Recession or Tendo-Achilles Lengthening for Equinus Deformity in the Diabetic Foot?

Gastrocnemius Recession or Tendo-Achilles Lengthening for Equinus Deformity in the Diabetic Foot?





Keywords


• Diabetes mellitus • Equinus • Achilles • Gastrocnemius recession • Tendo-Achilles lengthening • Limited joint mobility syndrome




video of open evaluation of Hoke’s triple hemisection accompanies this article at www.podiatric.theclinics.com/.



Introduction


The Achilles tendon is made up of a confluence of tendinous contributions from the gastrocnemius and soleus muscles. This complex is known as the triceps surae.

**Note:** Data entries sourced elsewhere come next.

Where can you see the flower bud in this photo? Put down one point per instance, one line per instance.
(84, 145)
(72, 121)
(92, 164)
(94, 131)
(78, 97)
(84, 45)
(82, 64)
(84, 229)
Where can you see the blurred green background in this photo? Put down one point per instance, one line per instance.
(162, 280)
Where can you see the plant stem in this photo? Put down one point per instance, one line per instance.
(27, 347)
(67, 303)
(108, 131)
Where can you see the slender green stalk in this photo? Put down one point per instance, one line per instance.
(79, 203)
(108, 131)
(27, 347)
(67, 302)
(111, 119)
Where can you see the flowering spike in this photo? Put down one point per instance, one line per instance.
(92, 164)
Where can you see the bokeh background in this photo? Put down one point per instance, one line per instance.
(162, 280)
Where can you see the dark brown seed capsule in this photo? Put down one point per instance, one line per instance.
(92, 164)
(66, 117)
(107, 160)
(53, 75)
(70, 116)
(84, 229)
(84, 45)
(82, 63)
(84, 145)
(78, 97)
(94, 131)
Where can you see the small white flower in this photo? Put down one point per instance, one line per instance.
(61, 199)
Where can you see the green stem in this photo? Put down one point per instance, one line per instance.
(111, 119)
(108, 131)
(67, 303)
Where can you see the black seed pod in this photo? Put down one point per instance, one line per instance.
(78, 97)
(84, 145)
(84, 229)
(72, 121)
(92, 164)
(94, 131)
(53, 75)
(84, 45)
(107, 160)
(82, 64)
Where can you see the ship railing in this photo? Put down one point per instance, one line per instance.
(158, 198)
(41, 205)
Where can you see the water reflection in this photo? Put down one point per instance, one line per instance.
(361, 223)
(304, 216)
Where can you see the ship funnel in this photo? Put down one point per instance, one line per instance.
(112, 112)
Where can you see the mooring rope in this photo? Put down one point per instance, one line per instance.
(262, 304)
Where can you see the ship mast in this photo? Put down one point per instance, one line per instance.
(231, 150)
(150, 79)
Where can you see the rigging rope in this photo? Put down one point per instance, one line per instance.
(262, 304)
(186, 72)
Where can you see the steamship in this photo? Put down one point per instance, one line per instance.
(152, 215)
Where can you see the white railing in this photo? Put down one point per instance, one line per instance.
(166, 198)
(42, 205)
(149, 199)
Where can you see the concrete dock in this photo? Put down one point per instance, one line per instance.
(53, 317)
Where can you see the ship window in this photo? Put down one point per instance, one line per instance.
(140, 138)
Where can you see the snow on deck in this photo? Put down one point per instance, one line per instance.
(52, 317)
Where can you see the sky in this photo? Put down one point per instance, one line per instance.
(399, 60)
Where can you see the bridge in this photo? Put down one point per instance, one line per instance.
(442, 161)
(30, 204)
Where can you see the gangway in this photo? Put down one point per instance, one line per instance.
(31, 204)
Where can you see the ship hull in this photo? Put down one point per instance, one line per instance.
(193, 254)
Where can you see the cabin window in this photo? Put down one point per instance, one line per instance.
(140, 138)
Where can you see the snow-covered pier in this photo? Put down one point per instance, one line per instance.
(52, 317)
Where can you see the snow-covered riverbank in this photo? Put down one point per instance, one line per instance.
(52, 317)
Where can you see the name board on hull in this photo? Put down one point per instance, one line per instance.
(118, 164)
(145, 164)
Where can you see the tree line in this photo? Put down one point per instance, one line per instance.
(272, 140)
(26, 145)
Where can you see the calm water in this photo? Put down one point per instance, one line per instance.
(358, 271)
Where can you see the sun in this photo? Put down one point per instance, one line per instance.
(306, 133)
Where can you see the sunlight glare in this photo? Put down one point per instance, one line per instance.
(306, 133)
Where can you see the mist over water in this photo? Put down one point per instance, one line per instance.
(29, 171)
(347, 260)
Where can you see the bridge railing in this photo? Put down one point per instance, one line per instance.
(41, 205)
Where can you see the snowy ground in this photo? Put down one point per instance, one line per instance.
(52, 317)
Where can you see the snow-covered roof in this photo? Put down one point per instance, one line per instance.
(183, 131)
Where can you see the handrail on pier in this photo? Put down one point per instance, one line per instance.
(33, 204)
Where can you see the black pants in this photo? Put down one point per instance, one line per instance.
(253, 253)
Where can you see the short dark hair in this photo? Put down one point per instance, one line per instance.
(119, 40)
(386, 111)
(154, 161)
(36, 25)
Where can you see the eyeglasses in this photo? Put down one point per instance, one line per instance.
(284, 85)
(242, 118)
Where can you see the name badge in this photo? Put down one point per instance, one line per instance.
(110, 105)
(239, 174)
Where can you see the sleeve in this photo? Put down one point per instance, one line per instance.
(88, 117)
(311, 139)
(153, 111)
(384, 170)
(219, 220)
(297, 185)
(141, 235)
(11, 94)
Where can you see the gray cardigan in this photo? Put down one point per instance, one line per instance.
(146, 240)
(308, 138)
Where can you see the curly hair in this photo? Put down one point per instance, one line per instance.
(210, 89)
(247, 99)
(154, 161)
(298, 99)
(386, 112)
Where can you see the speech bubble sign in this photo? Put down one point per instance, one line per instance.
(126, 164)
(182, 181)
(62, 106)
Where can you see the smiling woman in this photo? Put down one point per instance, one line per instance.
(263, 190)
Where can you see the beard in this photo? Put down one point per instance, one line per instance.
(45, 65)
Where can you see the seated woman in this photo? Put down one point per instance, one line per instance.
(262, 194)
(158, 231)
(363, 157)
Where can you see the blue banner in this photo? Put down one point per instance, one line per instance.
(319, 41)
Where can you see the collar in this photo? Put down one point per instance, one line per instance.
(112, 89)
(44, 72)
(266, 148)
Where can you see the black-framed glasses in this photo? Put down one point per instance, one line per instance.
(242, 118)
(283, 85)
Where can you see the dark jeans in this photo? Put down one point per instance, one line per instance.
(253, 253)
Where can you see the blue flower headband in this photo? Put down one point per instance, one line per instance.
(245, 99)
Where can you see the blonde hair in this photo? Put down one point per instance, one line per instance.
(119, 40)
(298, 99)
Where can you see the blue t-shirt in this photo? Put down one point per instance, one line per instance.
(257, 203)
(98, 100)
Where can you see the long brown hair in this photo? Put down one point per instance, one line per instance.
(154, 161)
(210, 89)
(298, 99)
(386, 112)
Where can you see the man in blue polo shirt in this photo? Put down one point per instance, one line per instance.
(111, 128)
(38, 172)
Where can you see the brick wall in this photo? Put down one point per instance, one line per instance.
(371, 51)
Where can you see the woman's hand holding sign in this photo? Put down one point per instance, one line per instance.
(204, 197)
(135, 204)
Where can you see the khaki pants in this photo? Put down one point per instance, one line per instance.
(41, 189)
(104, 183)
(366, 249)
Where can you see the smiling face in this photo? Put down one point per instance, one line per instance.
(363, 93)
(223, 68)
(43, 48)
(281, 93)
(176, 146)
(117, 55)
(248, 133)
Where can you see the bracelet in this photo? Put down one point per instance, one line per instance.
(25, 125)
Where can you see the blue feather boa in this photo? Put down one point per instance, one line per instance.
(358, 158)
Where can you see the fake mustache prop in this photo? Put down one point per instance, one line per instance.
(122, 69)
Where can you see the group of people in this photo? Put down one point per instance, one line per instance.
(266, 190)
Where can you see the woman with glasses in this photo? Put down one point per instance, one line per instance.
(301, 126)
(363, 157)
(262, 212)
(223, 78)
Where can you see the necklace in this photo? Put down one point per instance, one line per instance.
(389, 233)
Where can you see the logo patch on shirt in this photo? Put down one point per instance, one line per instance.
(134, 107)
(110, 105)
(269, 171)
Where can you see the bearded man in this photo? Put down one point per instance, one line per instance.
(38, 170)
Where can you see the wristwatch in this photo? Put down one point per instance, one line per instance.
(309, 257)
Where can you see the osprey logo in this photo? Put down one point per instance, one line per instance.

The gastrocnemius muscle is composed of a medial and lateral head, originates on the posterior aspect of the femoral condyle, and courses distally to span 3 joints (knee, ankle, and subtalar joint). The soleus muscle originates from the posterior aspect of the tibia and fibula below the knee and spans across the ankle and subtalar joint. The combined aponeuroses of the gastrocnemius and soleus converge to form the Achilles tendon.


Ankle equinus is a pathologic limitation of ankle joint range of motion caused by a contracted Achilles-gastrocnemius-soleus complex. Researchers have disagreed about the minimum range of motion at the ankle joint required for normal ambulation; however, most agree that at least 10° of dorsiflexion at the ankle is required for normal ambulation. Limited range of motion at the ankle joint is a significant causative factor in the development of abnormal foot function. Ankle equinus (<10° of dorsiflexion) may be the primary pathologic factor in conditions such as clubfoot or neuromuscular diseases or may serve as a causative factor of a disorder that presents in the foot, such as hallux abductovalgus, adult and pediatric flatfoot, Achilles tendinopathy, plantar fasciitis, diabetic foot ulceration, and Charcot neuroarthropathy.13 Ankle equinus may also occur after certain partial foot amputations and may become a causative factor in recurrent ulcerations after certain foot amputations. Treatment of equinus varies and depends on the cause, severity, medical comorbidities, and surgeon preference. Currently, there is no gold standard for the treatment of equinus and some controversy exists as to which method is preferred. This article reviews the basics of equinus and compares the most commonly performed procedures, gastrocnemius recession, tendo-Achilles lengthening (TAL), and Achilles tenotomy.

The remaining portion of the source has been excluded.